SIMALTO in Pricing Strategy: A Smart Grid That Doesn’t Deliver

SIMALTO in Pricing Strategy: A Smart Grid That Doesn’t Deliver


What is SIMALTO?

SIMALTO stands for “Simultaneous Multi-Attribute Level Trade-Off.”
It sounds fancy — and it is. It’s a matrix-based task that looks like a planning tool.

Respondents are given a fixed budget and asked to allocate it across features or services.
Then they’re asked to allocate more budget — often in waves — showing what upgrades they’d prefer next.

It’s like asking people how they’d build a better product, dollar by dollar.


How SIMALTO Works

Each option comes with a cost. Each respondent starts with limited “money.”
They spend that money on features they value most — then reprioritize when more money appears.

This creates a simulated feature hierarchy.
The assumption is: if many people prioritize Feature X, then Feature X matters.

But the key assumption breaks when there’s no real sacrifice.

Mock Simalto grid showing tuna fish attribute tradeoffs using arbitrary point allocation—used to critique flawed research methods
This Simalto-style task simulates tradeoffs in canned tuna preferences using point constraints. A closer look reveals how artificial the structure is.

What SIMALTO Claims to Produce

The promise: a prioritization model that mirrors real-world decision-making.
It feels grounded. Respondents see tradeoffs. They allocate. They reallocate.

Outputs typically include:

  • A feature importance score
  • A cost-tolerance curve
  • A supposed demand “pathway”

But preference allocation is not the same as market demand.

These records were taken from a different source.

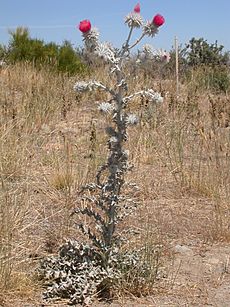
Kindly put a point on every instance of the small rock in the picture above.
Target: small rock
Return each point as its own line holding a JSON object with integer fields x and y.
{"x": 182, "y": 249}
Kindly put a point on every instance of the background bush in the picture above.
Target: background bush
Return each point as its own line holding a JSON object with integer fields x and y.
{"x": 62, "y": 58}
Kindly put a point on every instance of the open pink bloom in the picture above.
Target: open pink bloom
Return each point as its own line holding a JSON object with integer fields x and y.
{"x": 158, "y": 20}
{"x": 84, "y": 26}
{"x": 137, "y": 8}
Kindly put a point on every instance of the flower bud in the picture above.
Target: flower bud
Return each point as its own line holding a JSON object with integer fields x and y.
{"x": 84, "y": 26}
{"x": 158, "y": 20}
{"x": 137, "y": 8}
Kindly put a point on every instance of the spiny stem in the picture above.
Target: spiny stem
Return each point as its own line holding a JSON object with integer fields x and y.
{"x": 137, "y": 41}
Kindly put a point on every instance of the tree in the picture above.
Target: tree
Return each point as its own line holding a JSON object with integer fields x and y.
{"x": 200, "y": 52}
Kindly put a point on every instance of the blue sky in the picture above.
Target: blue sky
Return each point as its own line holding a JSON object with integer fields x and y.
{"x": 56, "y": 20}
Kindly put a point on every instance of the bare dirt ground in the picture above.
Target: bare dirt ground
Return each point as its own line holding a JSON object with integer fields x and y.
{"x": 196, "y": 267}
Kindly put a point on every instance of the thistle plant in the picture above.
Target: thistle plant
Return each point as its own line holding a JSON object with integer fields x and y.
{"x": 104, "y": 201}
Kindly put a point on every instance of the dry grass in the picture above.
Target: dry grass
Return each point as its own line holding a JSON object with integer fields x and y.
{"x": 51, "y": 142}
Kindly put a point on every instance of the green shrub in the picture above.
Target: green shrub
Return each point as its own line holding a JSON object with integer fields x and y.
{"x": 62, "y": 58}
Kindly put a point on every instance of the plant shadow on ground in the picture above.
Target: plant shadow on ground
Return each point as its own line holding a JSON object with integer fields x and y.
{"x": 181, "y": 155}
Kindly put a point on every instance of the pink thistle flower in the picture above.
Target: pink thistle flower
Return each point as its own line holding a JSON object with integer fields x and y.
{"x": 158, "y": 20}
{"x": 84, "y": 26}
{"x": 137, "y": 8}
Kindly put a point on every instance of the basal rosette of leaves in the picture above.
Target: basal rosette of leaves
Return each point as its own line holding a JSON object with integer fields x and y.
{"x": 77, "y": 273}
{"x": 80, "y": 271}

Five Fatal Flaws in SIMALTO

  1. No real cost. No real tradeoff.
    The task uses play money. There’s no behavioral sacrifice.
  2. You don’t shop in a grid.
    Nobody makes purchase decisions this way — it’s pure artifact.
  3. Budget = distraction.
    The budget framing adds noise, not clarity.
  4. It feels rigorous. It’s not.
    The task is engaging — but the math can’t predict anything.
  5. Chosen for appearance, not outcomes.
    SIMALTO gets picked when someone wants to “look analytical” without running real models.

It survives because it looks like strategy — not because it delivers it.

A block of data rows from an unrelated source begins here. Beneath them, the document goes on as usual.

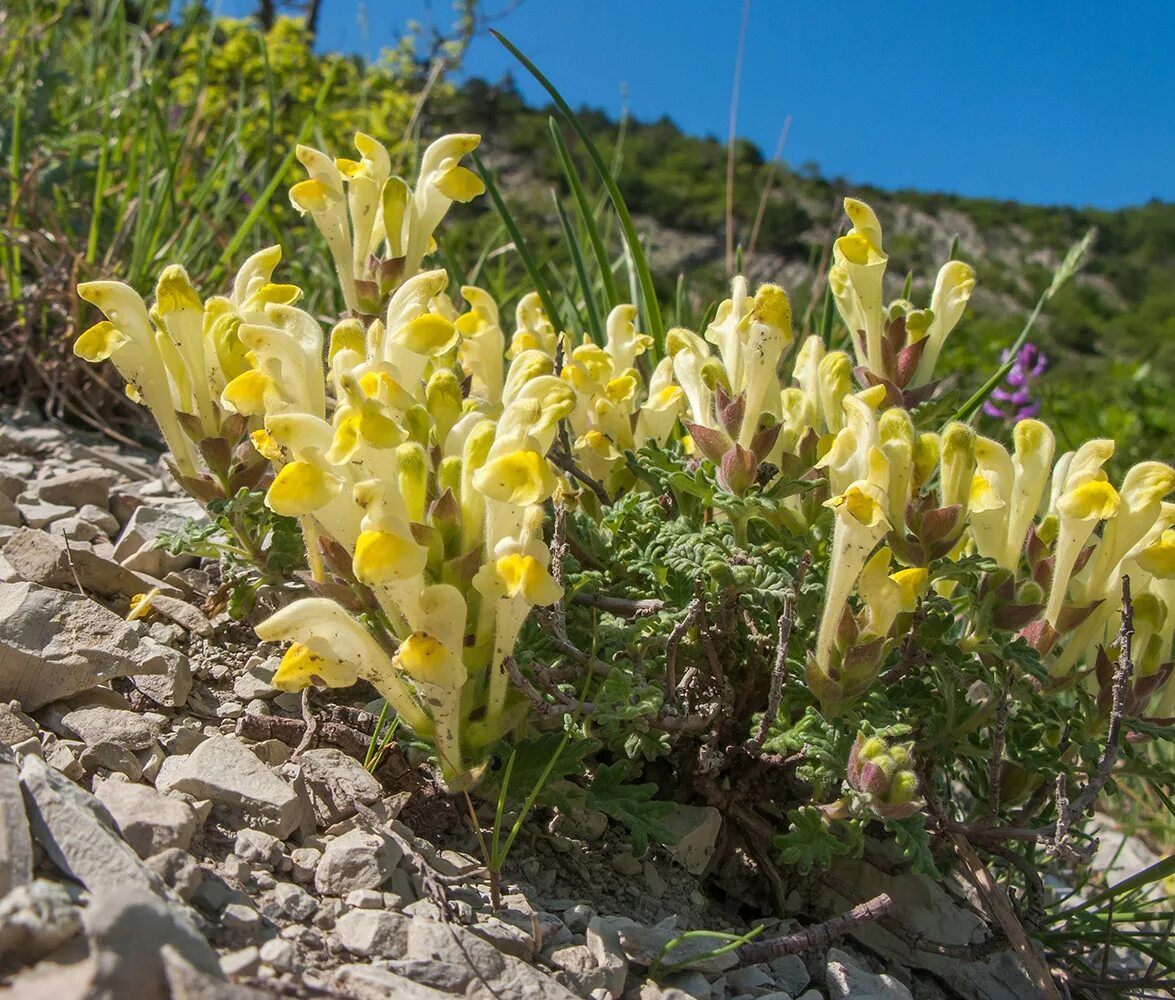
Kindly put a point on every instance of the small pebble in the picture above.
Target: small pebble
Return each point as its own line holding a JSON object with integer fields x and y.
{"x": 364, "y": 899}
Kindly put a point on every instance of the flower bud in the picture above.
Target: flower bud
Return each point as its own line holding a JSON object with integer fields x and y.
{"x": 884, "y": 774}
{"x": 413, "y": 477}
{"x": 443, "y": 398}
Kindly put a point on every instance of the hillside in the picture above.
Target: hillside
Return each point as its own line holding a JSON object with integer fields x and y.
{"x": 1110, "y": 335}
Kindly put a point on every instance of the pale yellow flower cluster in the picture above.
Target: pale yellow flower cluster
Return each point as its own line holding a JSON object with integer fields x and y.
{"x": 413, "y": 444}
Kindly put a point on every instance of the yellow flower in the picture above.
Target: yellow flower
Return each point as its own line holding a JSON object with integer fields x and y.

Why SIMALTO Still Gets Used

It’s complicated enough to impress.
It produces tidy heatmaps and upgrade paths. Clients nod along.

And when budgets get tight?
It’s more palatable than running a full discrete choice model.

But if you care about pricing — really care — you need more than a planning exercise.

What Real Pricing Research Requires

  • A link between preference and revenue
  • Realistic shopping context
  • Competitive options, not just upgrades
  • Simulations that can handle forecasting and margin

Strategy starts with the income statement. SIMALTO doesn’t make it that far.